Business

Decision on Northville farm’s solar array coming next month

GREENLOGIC COURTESY FILE PHOTO  |  A ground-mounted solar array similar to one that was installed on Gabrielsen Farms' Aquebogue greenhouse.
GREENLOGIC COURTESY FILE PHOTO | A ground-mounted solar array similar to one that was installed on Gabrielsen Farms’ Aquebogue greenhouse.

The owners of a Northville farm will have to wait until next month to find out if they’ll get the variance needed to erect solar panels on site which would be used to sell energy back to power provider PESG-LI.

At Thursday night’s Zoning Board of Appeals meeting, it appeared as though the board was poised to reject the variance request from the business, Plant Connection, which was first made last month. However after further consideration, the board put the vote on hold and adjourned the vote until Dec. 11.

Plant Connection owners Melissa Daniels and Anthony Caggiano are trying to erect the panels for their business, which they say will permit them to bring in enough revenue — from energy sales to PSEG — to allow them to purchase the land they currently lease and make them profitable in the long run.

But the company has yet to prove that it would run in the red unless it gets the use variance, a problem ZBA member Leroy Barnes voiced Thursday night. It’s also a burden that ZBA attorney Scott DeSimone — who was not present Thursday night — has said in the past is difficult to prove.

“If this is a financial hardship, you have to prove it,” Mr. Barnes said on Thursday to attorney Steve Angel, representing the company.

Mr. Barnes also noted that the board finds itself in a precarious position in ruling on something that the Town Board is currently in the process of legislating.
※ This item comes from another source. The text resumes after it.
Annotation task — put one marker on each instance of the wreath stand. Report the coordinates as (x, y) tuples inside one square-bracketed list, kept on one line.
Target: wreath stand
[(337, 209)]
Since August, board members have been discussing how to regulate farms — on land that is zoned agricultural (and taxed as such) — that sell energy: clearly not an agricultural product.

Long Island Farm Bureau executive director Joe Gergela spoke in support of the application on Thursday night, telling the board that “this one application should not be held hostage” while the Town Board figures those rules out.

The regulations come as a federal tax exemption for constructing solar panels sets at the end of 2016, and Plant Connection faces an even tighter deadline.

According to Mr. Angel, the company — which has reportedly come to terms on a 20-year agreement with PSEG to sell it solar power — has only a week to cut a “sizable” deposit check to the utility company until its deadline passes.

Fred McLaughlin, chairman of the ZBA, said that “It’s another board you have to be talking to, unfortunately … right now, I can’t see this passing.”

Nonetheless, the board adjourned the vote until its Dec. 11 meeting, giving the company enough time to perhaps negotiate an extension with PSEG, and convince the board that a use variance is, in fact, needed.